Dai testi di Ozu emerge l’immagine di un artigiano che forma la sua squadra di collaboratori, che mantiene il più possibile invariata, impara a dirigere gli attori e a riconoscerne le qualità e si impadronisce dei trucchi del mestiere. Ma Ozu, tra ricordi e consigli da ‘maestro dell’arte’, fa un’affermazione dalla caratura teorica notevole. Vale a dire che un buon regista può, forse deve, violare la grammatica consolidata del montaggio. La grammatica del montaggio è un’invenzione degli studios hollywoodiani. Non si tratta di puro arbitrio: essa risponde a esigenze reali. Il problema è quando dalla Hollywood di Griffith le norme transitano in un contesto culturale diverso, ad esempio l’industria del cinema giapponese, e diventano un codice. Infrangere le regole «grammaticali» del montaggio dev’essere un modo di entrare nel merito della costruzione dell’immagine. Ozu porta un esempio concreto, che rende ancora più pregnante la sua spiegazione. Prendiamo la scena di un dialogo tra due personaggi. Se la prima inquadratura riprende il personaggio A alla sinistra dell’immagine, allora il personaggio B dovrà essere ripreso a destra nell’inquadratura successiva. In questo modo si renderà visivamente l’idea di due persone che parlano. Ozu ricorda di non aver seguito questa regola in molti suoi film. La cosa gli è stata fatta notare, alcuni colleghi gli hanno detto che all’inizio era un po’ spiazzante, ma poi ci si abituava e si smetteva di farci caso: la visione scorreva naturalmente. Per Ozu è la riprova che il suo stratagemma ha funzionato: è possibile educare la percezione dello spettatore.
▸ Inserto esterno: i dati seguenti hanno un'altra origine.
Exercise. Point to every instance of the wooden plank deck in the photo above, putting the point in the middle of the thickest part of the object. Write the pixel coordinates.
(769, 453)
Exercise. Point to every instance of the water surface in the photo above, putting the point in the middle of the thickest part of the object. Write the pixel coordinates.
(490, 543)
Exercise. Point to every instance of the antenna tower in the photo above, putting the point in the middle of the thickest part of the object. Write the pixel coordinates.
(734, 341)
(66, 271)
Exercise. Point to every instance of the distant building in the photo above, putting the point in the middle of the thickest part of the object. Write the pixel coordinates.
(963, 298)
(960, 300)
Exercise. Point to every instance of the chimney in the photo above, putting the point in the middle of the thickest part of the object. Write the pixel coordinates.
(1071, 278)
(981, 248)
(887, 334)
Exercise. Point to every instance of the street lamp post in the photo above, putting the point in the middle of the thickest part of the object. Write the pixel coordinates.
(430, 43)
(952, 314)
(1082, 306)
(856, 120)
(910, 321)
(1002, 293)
Il punto è che non si tratta di puro divertissement. Se Ozu ha violato la grammatica del montaggio di un dialogo, ciò accade perché, come scrive, sono regole che non tengono in alcun conto come è costruito lo spazio di una camera in una casa tradizionale giapponese. È difficile che in quello spazio due persone si trovino a parlare faccia a faccia, magari in piedi o sedute su delle sedie, magari presso un tavolo, perché sono spazi piuttosto piccoli, quasi senza mobilio. È dunque la forma dell’ambiente, più che una grammatica astratta, a dover guidare la visione del regista. Ecco tornare l’idea secondo cui il vero criterio guida è una certa sensibilità per le cose, la capacità di coglierle in modo insieme più autentico e nuovo grazie alla mediazione della macchina da presa. Penso a una considerazione che Ozu affida a una delle lettere dal fronte della guerra sino-giapponese. Durante un attacco il soldato Ozu vede cadere i boccioli dei fiori accanto a lui, a causa delle raffiche di spari. E immagina una sequenza in cui raccontare un episodio di battaglia così: i rumori dell’artiglieria come controcanto a una pioggia di petali. Ozu non cita mai Ejzenstejn. Ma quello immaginato da Ozu per raccontare la sua esperienza di guerra ci pare un bell’esempio di montaggio verticale.